According to Chris Long, a director at Norman Broadbent, the exodus tends to work in two phases. The first is driven by the merger itself with posts duplicated and a redundancy plan often clumsily instituted.
But there is a second phase, 18-20 months down the line, when raised expectations are dashed and people are disappointed with the results.
“For us,” he says, “mergers are vital to our business and, yes, the basic reason is that senior HR people are not involved early enough in the due diligence process. Cultural differences and process realignment are simply not taken seriously enough, and as a result they often go wrong.”
However, Dr Michael Greenspan, M&A veteran and partner at organisational development consultancy Kiddy and Partners, argues there is a tendency to reach for the ubiquitous “culture clash” when carrying out inquests into the failure of mergers. Instead, he says a more likely explanation for failure is poor planning and bad management.
“Culture clash tends to be dragged up and blamed as an excuse for things going wrong, when really so many companies pay unrealistic prices for their acquisitions with some premiums as high as 44 per cent.

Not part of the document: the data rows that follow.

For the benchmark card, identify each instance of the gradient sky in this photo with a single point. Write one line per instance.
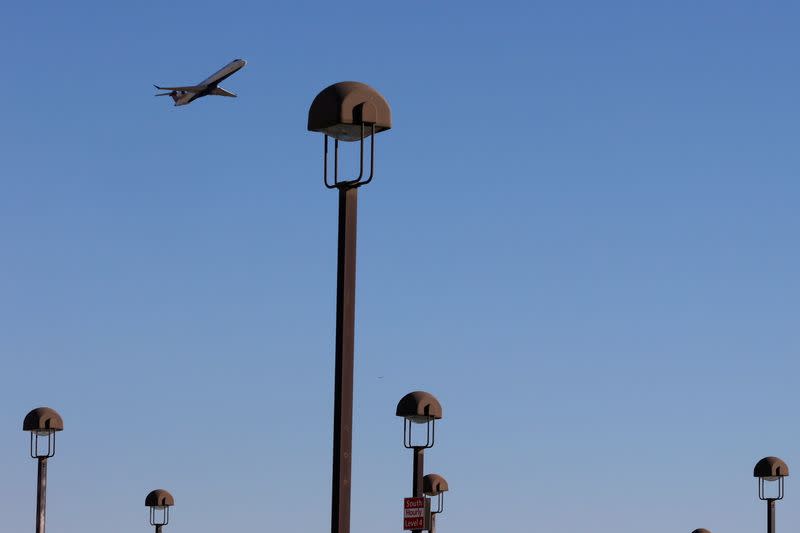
(582, 237)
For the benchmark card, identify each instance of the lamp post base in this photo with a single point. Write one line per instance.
(41, 494)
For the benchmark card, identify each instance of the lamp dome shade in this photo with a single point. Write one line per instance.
(419, 406)
(43, 419)
(434, 484)
(340, 110)
(159, 498)
(770, 468)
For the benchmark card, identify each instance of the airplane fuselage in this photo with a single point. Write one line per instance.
(209, 86)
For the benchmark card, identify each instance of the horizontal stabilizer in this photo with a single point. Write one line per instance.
(219, 91)
(189, 89)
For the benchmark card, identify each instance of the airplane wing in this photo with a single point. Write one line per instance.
(189, 89)
(219, 91)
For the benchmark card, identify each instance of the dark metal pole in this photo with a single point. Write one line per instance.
(419, 468)
(770, 516)
(41, 491)
(345, 337)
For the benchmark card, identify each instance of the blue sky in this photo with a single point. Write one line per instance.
(581, 237)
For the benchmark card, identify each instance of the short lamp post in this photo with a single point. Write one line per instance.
(347, 111)
(43, 423)
(419, 408)
(770, 472)
(159, 501)
(434, 485)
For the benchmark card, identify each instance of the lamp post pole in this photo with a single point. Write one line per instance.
(419, 468)
(770, 472)
(346, 111)
(419, 408)
(41, 494)
(42, 423)
(770, 516)
(345, 341)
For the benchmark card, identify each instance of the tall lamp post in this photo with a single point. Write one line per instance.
(434, 485)
(346, 111)
(159, 501)
(42, 423)
(418, 408)
(770, 472)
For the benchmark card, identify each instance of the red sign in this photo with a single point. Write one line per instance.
(414, 513)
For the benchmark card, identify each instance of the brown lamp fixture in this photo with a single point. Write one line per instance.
(159, 501)
(349, 111)
(770, 472)
(416, 408)
(434, 485)
(43, 423)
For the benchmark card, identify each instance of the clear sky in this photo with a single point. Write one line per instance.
(582, 237)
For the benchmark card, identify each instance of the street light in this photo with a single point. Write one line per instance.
(159, 501)
(436, 485)
(347, 111)
(770, 472)
(419, 408)
(43, 423)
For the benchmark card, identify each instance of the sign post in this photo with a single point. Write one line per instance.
(415, 513)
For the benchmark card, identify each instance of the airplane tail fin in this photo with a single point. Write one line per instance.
(219, 91)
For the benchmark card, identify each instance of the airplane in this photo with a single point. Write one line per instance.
(210, 85)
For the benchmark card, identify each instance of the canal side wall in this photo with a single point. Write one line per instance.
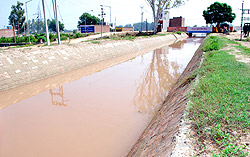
(159, 138)
(20, 66)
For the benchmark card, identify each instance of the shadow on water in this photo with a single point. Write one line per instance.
(155, 82)
(82, 113)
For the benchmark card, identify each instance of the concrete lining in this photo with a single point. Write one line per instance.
(19, 66)
(158, 139)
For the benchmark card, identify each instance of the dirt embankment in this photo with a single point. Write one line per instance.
(19, 66)
(159, 138)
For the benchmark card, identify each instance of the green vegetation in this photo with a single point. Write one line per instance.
(36, 38)
(243, 50)
(95, 42)
(219, 103)
(17, 17)
(218, 13)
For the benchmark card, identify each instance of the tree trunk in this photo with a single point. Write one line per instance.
(14, 32)
(18, 31)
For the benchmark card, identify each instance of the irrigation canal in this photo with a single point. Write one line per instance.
(101, 114)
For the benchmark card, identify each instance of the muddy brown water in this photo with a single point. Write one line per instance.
(101, 114)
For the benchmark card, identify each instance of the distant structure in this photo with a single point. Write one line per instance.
(7, 32)
(94, 28)
(165, 19)
(177, 22)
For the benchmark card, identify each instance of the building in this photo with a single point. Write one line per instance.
(177, 22)
(7, 32)
(94, 28)
(165, 19)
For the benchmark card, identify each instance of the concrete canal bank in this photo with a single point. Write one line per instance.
(159, 138)
(102, 114)
(19, 66)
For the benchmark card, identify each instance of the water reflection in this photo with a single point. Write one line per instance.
(102, 108)
(155, 82)
(57, 96)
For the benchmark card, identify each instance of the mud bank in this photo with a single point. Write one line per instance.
(158, 139)
(19, 66)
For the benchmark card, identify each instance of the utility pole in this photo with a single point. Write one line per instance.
(110, 12)
(14, 30)
(85, 19)
(56, 21)
(102, 13)
(27, 19)
(242, 13)
(141, 17)
(46, 26)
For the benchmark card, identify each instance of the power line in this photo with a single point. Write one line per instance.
(60, 13)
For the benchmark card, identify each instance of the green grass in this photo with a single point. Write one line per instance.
(243, 50)
(221, 98)
(95, 42)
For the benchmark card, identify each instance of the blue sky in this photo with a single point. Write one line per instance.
(125, 12)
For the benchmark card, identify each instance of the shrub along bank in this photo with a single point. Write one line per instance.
(220, 102)
(35, 38)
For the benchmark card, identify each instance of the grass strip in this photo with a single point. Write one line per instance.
(220, 102)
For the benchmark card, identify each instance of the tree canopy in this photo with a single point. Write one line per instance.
(90, 20)
(218, 13)
(52, 25)
(159, 6)
(17, 17)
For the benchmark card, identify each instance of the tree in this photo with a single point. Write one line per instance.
(90, 20)
(52, 25)
(37, 26)
(158, 6)
(17, 17)
(218, 13)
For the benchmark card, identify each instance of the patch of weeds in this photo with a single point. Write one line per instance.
(212, 43)
(178, 32)
(220, 99)
(95, 42)
(243, 50)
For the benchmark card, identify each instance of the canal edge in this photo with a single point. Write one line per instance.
(161, 135)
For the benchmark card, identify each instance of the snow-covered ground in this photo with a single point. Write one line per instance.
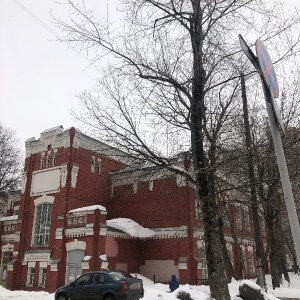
(161, 291)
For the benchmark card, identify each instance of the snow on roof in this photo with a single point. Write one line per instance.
(52, 129)
(131, 227)
(10, 218)
(88, 208)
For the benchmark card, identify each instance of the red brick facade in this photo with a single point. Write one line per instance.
(46, 244)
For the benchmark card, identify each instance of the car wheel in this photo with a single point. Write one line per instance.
(61, 297)
(109, 297)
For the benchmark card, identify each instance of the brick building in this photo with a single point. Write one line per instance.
(83, 206)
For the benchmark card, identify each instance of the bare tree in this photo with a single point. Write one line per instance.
(10, 163)
(172, 86)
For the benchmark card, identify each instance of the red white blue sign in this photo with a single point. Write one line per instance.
(267, 68)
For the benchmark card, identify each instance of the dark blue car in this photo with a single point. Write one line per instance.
(102, 285)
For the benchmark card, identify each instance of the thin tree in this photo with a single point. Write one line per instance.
(10, 164)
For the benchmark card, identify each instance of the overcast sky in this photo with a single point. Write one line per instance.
(40, 77)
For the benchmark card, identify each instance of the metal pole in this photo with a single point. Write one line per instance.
(285, 181)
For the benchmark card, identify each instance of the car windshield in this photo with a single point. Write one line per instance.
(119, 275)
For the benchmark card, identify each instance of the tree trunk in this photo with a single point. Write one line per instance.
(227, 262)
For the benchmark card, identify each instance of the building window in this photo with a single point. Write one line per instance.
(203, 262)
(98, 166)
(251, 261)
(225, 216)
(42, 224)
(54, 158)
(151, 185)
(48, 160)
(238, 216)
(6, 258)
(30, 276)
(93, 164)
(42, 163)
(230, 252)
(42, 277)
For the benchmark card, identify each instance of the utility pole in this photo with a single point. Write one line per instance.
(253, 195)
(264, 67)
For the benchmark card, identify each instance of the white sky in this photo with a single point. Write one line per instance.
(40, 77)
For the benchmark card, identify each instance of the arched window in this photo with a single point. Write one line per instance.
(42, 224)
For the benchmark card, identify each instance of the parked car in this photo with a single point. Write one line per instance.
(102, 285)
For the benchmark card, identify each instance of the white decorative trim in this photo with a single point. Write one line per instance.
(44, 199)
(40, 183)
(79, 231)
(125, 178)
(86, 142)
(55, 137)
(7, 247)
(76, 245)
(13, 237)
(103, 229)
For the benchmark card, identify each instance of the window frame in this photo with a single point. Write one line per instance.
(42, 223)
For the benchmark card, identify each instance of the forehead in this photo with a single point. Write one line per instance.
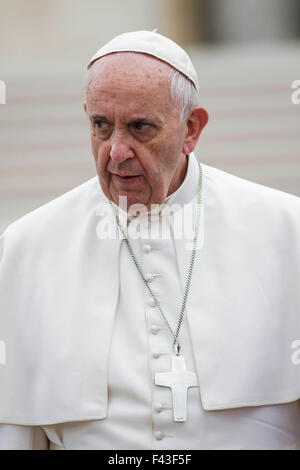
(129, 72)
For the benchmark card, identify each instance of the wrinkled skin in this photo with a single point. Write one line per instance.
(136, 129)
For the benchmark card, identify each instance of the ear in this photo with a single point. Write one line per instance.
(195, 122)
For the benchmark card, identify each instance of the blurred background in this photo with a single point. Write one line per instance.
(246, 52)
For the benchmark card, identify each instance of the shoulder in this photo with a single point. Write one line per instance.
(246, 197)
(59, 215)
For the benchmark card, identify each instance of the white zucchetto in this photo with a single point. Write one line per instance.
(152, 43)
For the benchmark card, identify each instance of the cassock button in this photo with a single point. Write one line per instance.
(156, 354)
(147, 248)
(158, 435)
(154, 329)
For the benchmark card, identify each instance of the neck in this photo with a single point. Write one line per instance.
(179, 175)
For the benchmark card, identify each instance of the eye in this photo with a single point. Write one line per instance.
(141, 126)
(101, 124)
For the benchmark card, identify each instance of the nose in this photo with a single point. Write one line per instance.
(120, 150)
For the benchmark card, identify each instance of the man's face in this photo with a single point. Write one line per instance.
(136, 134)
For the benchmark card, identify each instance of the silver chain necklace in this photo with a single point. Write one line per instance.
(179, 379)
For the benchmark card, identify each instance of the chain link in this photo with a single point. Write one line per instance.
(176, 344)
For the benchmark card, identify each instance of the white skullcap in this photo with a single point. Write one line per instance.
(152, 43)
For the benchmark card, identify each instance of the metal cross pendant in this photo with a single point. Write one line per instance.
(179, 380)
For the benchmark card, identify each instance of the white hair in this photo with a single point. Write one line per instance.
(183, 91)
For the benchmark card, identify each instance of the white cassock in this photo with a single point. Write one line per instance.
(83, 340)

“They should look more at the robustness of some of the strategic thinking. Success is not directly linked to the similarity of the companies. If it was, companies with similar HR systems would do better, but that is not the case.”

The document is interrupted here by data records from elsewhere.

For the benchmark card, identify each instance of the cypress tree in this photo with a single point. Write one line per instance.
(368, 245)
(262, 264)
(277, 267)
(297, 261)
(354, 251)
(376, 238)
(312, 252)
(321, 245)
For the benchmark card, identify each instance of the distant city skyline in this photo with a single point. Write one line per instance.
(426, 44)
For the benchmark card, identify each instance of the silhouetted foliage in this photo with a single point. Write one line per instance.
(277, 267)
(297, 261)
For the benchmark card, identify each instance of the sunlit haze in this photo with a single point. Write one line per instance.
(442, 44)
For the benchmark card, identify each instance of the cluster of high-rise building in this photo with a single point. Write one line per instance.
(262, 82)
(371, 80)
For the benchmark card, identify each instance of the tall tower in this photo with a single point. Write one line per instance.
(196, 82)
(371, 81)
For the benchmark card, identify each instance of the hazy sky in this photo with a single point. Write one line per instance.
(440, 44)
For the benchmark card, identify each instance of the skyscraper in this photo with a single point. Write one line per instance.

Greenspan agrees that early involvement of HR people and operational managers – both of whom should be prepared to point out pitfalls to dollar-eyed CEOs – is paramount.
But he also counsels the importance of planning the post-acquisition strategy in advance of the deal being concluded. Strategy should be ready to be unveiled the day the deal is signed.
“All too often,” he says, ” the change is not managed. Uncertainty is inevitable, but the negative effects can be controlled. Tough decisions should be made quickly and then support should be available to help people adapt.”
For those not wishing to plunge head-first into the turbulence of a full-blown merger, fashion is on your side.
Andy Booth, research director of MSB, believes strategic alliances are starting to catch on – especially in the airline, automotive and IT sectors.
Alliances offer many of the advantages, but hardly any of the risks, he says.
“Companies would do well to be thinking about an alliance before a merger. They can get the benefits of size and the pooling of experience and assets, but without the risk of long-term damage.
“If two organisations have swapped equity, it is a relatively permanent form of arrangement. If an alliance founders, it is less important.”
Key motivators for alliances include cost savings and improved operational efficiency through joint purchasing, shared distribution networks, joint training programmes, shared marketing campaigns, and combined research and development initiatives.
But Booth says there are cultural problems with alliances too – of culture clash and employee suspicion of acquisition by stealth.
“Just like a merger, a poorly considered alliance structure can alienate employees. If one side is suspected of gaining too much power, a whole raft of people will feel overlooked and undervalued.”